Karusasaurus polyzonus, commonly known as the Karoo girdled lizard or the southern karusa lizard, is a species of lizard in the family Cordylidae.

== Etymology ==

Karusasaurus, the genus name, is derived from the Khosian word "Karusa" and the Latinized Greek word "saurus." Karusa translates to "dry" or "barren," and "saurus" translates to "lizard."

== Description ==

The Karoo girdled lizard is a rather large species. Its distance from its snout to its cloaca (known as snout-to-vent length) is roughly 120 millimeters, which is nearly 5 inches. It has osteoderms distributed throughout its body. It varies greatly in color – specimens range from black, red, to turquoise. Individuals can also be spotted.

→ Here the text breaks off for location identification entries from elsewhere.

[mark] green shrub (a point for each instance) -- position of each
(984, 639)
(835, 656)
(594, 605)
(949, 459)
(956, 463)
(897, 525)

== Distribution and ecology ==

The Karoo girdled lizard is a common species, distributed throughout the southern part of Africa. Specifically, it occurs in Southern Namibia, and most of South Africa. Specimens have also been recorded in other nearby areas, but these have not been confirmed. It covers an area of almost 150,000 square kilometers in total.

The Karoo girdled lizard almost always dwells in rocky areas – besides that, their habitat varies somewhat. It occurs at lower elevations – specimens have been found mostly in lowland areas as well as on the lower slopes of mountains.

This lizard species is ovoviviparous, which means that the eggs the embryos are in stay inside their mother's body until they are ready to hatch. Its generation time is over a year, which is known as semivoltinism. It is diurnal, and is dormant during certain seasons. Like Karusasaurus jordani, it is an insectivore.